Supreme Court inadvertently hands progressives super weapon against GOP: analysis
U.S. Supreme Court justices pose for their group portrait at the Supreme Court in Washington, U.S., October 7, 2022. Seated (L-R): Justices Sonia Sotomayor, Clarence Thomas, Chief Justice John G. Roberts, Jr., Samuel A. Alito, Jr. and Elena Kagan. Standing (L-R): Justices Amy Coney Barrett, Neil M. Gorsuch, Brett M. Kavanaugh and Ketanji Brown Jackson. REUTERS/Evelyn Hockstein/File Photo

The Supreme Court has radically expanded President Donald Trump's executive power, but its latest ruling may have inadvertently handed Democrats and progressives a powerful weapon against the GOP, legal columnist Jason Willick argued in a Sunday op-ed.

That ruling was the court’s decision last week in Trump v. Slaughter, which significantly expanded the president’s control over independent federal agencies by allowing him to remove officials at will. The ruling overturns a landmark 1935 ruling that prevented former President Franklin D. Roosevelt from ousting a Republican who stood in the way of his progressive New Deal economic agenda.
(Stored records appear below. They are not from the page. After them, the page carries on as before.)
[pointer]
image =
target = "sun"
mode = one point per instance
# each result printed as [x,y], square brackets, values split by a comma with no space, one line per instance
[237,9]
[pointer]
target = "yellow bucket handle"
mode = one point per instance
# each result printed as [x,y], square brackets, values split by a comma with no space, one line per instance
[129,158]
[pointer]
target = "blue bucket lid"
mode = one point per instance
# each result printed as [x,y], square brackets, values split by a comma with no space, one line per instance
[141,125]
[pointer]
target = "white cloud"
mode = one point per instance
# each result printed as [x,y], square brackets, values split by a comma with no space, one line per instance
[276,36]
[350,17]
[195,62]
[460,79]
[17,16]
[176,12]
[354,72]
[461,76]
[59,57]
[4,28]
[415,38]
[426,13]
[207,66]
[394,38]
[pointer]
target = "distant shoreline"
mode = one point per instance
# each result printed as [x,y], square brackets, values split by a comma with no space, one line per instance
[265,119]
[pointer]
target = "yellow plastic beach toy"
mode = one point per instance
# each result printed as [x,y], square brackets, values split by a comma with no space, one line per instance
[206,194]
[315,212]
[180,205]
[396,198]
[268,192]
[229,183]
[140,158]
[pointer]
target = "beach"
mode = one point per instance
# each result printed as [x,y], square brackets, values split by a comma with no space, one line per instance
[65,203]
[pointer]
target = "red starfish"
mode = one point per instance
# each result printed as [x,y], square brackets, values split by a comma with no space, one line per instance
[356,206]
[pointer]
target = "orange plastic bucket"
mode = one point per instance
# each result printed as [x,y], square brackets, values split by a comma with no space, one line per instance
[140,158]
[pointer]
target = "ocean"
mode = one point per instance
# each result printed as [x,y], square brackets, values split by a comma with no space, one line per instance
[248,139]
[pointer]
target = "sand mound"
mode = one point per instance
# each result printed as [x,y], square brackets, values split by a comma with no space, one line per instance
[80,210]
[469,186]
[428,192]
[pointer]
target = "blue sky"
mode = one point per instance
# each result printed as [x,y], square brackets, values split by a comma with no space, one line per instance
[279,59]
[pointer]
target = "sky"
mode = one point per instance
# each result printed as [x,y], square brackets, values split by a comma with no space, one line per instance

As such, Willick argued in an op-ed published in The Washington Post, Democrats and progressives may be well poised to enact an agenda of their choosing once they reclaim the White House.

“Independent agencies thrived in the mid-20th century, when the United States was unified enough that many government functions could be framed as apolitical. The agencies also coexisted with Democrats’ ‘neoliberal’ vision of the economy, in which technocratic regulators would manage capitalism with a (relatively) light touch,” Willick wrote.

“Neither of those two conditions operate today. The country is sharply polarized, so Democrats and Republicans increasingly make demands of regulated companies that are incompatible. The prospect of a bipartisan, multimember body arriving at an expert consensus on a politically charged merger, or climate regulation, or a race-conscious hiring initiative, seems remote.”

As a result, federal agencies are likely to “now be even more potent partisan tools,” Willick argued, something he suspected “many on the left will come to embrace.”

“Like Roosevelt, the next Democratic president won’t have much time for legacy Republican commissioners trying to frustrate their agencies’ progressive advance,” Willick wrote.